Conviene conocer un límite, y resulta ser justo aquello que querrías automatizar. Las automatizaciones se disparan con eventos de miembros y de contenido — alguien que se une, que entra en un espacio, que sube de nivel, que alcanza un umbral de puntos, que termina la incorporación, una publicación creada, una publicación comentada, la confirmación de asistencia a un evento. No hay ningún disparador para el silencio. El sistema puede actuar cuando alguien responde; no puede darse cuenta de que no lo hizo nadie, así que la pregunta sin responder te toca a ti detectarla mirando.
Tres cosas que no hay que hacer
No lo anuncies. "¡Este es un sitio donde nos ayudamos entre todos!" es una publicación sobre el comportamiento, no un cambio en él, y la sala lo leerá como una queja suave.
No pagues por respuestas. Las recompensas por responder producen contenido con forma de respuesta — asentimiento, repetición de lo ya dicho, volumen — y las respuestas útiles nunca iban a venir de quien se mueve por ese motivo.
No desaparezcas para demostrar algo. Retirarte del todo es otra estrategia y con peor resultado; lo que quieres es estar presente y ser menos central, que es más difícil que estar ausente y no se parece en nada.
Cómo sabrás que está funcionando
La cifra que hay que vigilar no son las publicaciones, y desde luego no son los miembros.
Es la proporción de hilos en los que no apareces. Una comunidad funciona cuando ocurren buenas conversaciones sin ti dentro — no cuando te ignoran, sino cuando puedes leer un hilo de ayer que se resolvió solo y bien y no necesitó nada de ti.
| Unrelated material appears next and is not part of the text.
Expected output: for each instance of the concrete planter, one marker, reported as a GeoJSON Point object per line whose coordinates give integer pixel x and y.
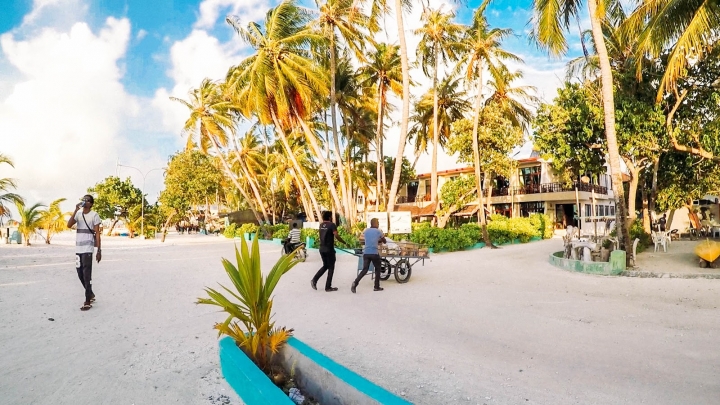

Míralo cada mes, no cada día, porque se mueve despacio y la versión diaria te dirá que vuelvas a responderlo todo — que es la trampa, y la razón por la que conviene medirlo en serio junto con las métricas que significan algo y no a ojo.
En resumen
Nada de esto te pide que te importe menos ni que seas menos útil. Te pide que seas útil de una manera que deje sitio a los demás.
Espera unas horas en las preguntas que no son tuyas. Responde a medias y nombra el hueco. Pregunta cosas que de verdad no sabes. Di el nombre de una persona en lugar de hablarle al aire y devuelve las preguntas privadas a la luz pública. Luego júzgalo en meses, por la cantidad de buenos hilos en los que no estuviste — porque la comunidad que quieres es la que seguiría funcionando quince días si desaparecieras, y eso es además, no por casualidad, la diferencia entre una reactivación y un relanzamiento.